Me “23f” and my ex “24m” were together for 4 months until he decided to break up because he felt unsure and couldn’t handle the mental exhaustion. About a month after that, he sent me a text explaining everything and we decided to try again and get back together. About a week or two later, he went to a party that I was fine with him going to. But later that night I found out that he had kissed another girl at the party and that broke me, obviously.
I love him so much still, and I can’t get rid of those emotions. We currently don’t have any contact because I blocked him out of anger and sadness immediately after I found out, but I still hope that he reaches out someday soon. We had a really special bond and we both admitted to that face to face, and I felt true peace with him. It felt like everything he said to me was pure honesty, but I don’t know how to feel ever since he kissed that girl.

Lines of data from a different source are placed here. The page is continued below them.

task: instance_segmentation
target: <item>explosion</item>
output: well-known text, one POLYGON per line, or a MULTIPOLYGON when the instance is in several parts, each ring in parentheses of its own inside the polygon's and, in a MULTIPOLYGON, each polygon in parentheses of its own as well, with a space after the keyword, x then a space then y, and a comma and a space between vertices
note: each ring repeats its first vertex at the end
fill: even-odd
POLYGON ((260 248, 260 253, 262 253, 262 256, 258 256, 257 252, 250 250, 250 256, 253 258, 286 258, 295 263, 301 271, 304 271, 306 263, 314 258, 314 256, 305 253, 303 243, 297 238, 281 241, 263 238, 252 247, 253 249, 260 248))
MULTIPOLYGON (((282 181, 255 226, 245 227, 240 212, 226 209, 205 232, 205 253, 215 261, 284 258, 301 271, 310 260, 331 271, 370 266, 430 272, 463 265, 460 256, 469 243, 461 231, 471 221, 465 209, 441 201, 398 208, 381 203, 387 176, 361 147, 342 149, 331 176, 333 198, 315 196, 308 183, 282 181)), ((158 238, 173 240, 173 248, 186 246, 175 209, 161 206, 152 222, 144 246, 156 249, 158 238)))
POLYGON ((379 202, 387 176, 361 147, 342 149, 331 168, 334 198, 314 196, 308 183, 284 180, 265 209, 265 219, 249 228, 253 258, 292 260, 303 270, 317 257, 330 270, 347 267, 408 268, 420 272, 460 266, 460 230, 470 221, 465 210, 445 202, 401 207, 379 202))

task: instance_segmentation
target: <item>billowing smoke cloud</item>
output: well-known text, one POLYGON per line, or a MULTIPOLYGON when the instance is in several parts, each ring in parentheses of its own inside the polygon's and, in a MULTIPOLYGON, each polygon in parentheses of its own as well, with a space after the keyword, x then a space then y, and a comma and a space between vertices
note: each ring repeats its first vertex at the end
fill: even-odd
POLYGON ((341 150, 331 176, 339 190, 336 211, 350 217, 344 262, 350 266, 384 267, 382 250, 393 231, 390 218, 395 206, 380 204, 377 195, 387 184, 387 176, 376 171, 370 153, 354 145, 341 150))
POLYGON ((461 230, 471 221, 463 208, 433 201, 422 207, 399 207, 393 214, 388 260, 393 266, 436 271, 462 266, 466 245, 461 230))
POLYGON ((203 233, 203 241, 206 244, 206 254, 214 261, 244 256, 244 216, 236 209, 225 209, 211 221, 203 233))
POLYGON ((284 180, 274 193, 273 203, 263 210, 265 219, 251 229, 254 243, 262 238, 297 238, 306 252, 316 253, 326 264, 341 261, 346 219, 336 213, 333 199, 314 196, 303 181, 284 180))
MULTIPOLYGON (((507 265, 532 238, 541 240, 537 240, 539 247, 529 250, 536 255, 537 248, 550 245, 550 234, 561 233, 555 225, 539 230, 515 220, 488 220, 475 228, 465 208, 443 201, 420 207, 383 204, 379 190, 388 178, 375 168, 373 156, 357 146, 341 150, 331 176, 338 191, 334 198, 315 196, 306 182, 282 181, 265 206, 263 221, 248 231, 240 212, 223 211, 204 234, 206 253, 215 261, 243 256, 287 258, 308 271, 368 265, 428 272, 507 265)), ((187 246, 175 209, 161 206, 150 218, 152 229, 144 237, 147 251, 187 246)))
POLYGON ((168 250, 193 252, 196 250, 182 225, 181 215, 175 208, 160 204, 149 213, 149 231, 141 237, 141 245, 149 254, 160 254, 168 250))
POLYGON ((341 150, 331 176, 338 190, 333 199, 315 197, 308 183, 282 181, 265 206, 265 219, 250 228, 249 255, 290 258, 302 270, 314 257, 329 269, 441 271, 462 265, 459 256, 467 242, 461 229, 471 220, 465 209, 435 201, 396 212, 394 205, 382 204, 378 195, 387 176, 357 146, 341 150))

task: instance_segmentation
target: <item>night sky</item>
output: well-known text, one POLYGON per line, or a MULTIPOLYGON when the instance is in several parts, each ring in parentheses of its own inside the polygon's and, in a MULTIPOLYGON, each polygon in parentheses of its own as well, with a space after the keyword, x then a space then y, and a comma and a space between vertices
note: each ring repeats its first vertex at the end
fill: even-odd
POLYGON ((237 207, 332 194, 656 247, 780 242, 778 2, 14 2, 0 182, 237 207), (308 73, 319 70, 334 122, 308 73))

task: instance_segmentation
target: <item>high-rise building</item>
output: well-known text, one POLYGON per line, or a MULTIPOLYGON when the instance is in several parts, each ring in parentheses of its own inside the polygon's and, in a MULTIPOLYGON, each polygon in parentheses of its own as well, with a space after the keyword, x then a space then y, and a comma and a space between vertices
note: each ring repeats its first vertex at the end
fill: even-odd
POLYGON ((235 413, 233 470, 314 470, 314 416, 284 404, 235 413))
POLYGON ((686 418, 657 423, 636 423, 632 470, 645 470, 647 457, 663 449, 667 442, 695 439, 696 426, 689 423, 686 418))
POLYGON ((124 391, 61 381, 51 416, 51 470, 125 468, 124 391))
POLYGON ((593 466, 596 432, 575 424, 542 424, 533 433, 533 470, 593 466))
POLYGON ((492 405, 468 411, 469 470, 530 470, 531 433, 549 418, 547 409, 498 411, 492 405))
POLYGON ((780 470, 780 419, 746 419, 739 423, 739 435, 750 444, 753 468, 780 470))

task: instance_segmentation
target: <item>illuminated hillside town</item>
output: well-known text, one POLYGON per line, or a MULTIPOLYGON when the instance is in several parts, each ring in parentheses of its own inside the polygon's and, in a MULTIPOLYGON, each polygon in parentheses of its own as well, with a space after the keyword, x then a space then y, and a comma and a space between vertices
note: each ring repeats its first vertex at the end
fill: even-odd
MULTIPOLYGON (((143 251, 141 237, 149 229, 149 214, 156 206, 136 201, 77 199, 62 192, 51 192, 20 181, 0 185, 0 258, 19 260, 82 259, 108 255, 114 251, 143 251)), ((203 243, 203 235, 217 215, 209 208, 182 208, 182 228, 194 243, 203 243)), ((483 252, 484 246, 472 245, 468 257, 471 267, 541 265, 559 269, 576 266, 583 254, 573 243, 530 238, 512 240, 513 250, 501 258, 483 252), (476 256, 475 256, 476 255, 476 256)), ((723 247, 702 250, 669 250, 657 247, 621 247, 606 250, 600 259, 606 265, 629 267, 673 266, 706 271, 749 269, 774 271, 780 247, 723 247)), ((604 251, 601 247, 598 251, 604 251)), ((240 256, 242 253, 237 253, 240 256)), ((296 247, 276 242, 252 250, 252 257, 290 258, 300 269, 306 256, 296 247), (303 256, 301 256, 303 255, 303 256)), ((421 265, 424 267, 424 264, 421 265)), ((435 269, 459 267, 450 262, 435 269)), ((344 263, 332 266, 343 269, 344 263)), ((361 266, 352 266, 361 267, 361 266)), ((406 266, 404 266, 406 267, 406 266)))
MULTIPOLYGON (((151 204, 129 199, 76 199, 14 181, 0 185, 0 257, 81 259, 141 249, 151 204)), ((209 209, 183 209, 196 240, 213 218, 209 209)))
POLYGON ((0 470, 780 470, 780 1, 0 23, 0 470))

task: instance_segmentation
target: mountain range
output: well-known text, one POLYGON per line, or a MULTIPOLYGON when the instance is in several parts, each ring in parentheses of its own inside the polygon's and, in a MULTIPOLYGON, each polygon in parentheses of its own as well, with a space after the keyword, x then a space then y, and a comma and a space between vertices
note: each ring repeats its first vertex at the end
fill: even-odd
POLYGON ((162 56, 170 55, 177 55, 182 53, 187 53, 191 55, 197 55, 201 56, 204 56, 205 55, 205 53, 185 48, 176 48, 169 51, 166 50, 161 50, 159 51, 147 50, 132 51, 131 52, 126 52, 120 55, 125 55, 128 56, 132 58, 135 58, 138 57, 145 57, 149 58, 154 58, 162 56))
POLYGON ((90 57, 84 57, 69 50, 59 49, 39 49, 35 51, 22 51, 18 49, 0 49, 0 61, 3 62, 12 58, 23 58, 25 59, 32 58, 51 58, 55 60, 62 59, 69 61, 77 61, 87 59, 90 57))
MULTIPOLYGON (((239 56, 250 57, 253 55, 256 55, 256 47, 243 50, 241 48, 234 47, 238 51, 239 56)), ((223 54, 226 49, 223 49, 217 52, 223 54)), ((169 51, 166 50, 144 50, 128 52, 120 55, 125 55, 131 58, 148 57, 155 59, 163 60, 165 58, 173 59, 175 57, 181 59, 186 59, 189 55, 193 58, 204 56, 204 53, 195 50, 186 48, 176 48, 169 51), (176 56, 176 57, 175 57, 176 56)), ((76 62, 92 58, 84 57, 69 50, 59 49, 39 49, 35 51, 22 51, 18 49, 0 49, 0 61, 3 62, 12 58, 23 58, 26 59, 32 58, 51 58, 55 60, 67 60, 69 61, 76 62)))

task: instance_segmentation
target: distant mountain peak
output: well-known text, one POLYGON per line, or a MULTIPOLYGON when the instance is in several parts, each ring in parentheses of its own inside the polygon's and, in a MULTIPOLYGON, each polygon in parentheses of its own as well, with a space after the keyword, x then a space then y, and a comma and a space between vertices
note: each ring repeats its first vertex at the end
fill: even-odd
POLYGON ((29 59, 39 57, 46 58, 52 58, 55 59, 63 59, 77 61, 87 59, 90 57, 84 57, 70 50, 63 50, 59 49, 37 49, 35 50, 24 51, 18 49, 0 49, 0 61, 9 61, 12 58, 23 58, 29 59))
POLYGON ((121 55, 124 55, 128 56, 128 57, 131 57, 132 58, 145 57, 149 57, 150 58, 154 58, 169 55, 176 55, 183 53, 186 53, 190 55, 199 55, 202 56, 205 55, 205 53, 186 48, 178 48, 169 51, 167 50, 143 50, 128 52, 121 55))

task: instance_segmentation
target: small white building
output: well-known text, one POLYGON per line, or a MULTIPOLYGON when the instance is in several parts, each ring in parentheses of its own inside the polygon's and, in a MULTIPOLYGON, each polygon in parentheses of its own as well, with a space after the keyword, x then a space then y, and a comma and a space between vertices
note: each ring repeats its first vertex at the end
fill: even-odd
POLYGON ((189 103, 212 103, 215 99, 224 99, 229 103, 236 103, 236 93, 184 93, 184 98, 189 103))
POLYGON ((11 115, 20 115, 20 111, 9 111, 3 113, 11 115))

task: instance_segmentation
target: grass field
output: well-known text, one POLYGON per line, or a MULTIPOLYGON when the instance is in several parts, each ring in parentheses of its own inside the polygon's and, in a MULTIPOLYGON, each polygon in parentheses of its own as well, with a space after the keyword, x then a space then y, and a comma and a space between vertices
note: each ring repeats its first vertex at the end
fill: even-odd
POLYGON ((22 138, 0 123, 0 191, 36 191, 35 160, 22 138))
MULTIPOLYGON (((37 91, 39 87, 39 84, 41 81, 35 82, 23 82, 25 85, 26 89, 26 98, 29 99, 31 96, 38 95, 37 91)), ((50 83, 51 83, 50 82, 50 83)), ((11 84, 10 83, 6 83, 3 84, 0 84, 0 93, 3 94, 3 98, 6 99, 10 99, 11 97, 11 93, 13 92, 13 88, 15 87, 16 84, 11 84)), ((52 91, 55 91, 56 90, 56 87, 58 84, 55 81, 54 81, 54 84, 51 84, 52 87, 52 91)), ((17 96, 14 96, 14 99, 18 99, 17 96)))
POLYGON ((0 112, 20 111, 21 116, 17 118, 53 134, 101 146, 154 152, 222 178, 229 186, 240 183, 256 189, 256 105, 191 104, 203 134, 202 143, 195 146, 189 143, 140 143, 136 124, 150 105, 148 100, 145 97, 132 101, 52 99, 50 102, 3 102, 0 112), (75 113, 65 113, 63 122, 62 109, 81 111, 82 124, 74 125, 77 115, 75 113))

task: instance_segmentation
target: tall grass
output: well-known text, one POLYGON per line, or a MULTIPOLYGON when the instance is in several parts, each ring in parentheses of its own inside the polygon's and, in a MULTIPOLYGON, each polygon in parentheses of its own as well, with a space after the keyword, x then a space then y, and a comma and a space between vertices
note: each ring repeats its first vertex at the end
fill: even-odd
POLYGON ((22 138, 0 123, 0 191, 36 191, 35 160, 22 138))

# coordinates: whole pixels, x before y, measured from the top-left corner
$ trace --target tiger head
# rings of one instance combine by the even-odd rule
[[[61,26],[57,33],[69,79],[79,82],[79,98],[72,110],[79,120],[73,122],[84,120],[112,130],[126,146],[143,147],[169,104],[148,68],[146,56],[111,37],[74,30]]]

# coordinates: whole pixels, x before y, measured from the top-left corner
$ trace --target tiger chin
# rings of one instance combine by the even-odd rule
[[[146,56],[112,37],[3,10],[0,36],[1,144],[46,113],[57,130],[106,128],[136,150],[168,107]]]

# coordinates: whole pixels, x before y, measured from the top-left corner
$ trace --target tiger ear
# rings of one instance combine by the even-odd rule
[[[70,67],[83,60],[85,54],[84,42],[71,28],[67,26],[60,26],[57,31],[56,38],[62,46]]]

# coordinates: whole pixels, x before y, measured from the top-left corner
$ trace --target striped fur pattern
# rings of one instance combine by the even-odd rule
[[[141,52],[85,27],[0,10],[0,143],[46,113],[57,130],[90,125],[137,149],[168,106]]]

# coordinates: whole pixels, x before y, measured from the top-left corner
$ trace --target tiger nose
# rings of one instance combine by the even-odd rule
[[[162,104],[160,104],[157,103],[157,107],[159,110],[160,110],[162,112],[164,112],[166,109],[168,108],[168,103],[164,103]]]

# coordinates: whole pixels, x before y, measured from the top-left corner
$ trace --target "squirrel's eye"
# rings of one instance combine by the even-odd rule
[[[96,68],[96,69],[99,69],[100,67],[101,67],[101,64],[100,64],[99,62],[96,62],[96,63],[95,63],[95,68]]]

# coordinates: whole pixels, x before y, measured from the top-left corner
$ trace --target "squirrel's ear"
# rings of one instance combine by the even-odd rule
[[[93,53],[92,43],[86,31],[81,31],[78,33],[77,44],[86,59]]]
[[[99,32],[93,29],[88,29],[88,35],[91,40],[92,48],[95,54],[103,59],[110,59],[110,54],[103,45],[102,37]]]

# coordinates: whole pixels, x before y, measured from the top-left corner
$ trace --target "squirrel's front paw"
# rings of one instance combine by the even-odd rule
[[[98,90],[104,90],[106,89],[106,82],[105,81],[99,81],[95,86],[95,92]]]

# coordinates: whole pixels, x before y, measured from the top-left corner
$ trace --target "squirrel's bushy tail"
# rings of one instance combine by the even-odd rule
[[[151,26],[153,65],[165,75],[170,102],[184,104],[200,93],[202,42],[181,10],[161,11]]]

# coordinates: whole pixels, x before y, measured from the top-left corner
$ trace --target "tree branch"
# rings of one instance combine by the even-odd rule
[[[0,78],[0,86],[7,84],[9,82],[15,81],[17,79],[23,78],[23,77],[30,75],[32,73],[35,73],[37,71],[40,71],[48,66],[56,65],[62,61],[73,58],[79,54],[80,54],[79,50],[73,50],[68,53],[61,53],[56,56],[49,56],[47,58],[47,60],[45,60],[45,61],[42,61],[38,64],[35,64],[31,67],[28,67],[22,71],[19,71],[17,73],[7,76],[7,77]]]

I don’t know if I’m insane for wanting to forgive him, so I was really just wondering if anyone else has gone through the same and if they forgave or moved on? I really don’t think I can move on. I believe in second chances and forgiveness, but I’m just scared. Please tell me your thoughts, or experiences on this.
TLDR: he cheated and I don’t know whether to forgive him or not. I need advice and to hear others experiences.
EDIT: thanks for all the advice, I’ve really taken some time to think and I’ve decided to remove him from my life completely. Blocked him everywhere and I’m ready to move on with positive thoughts. I’ve realised that someone who loved me would never do that. Thank you all.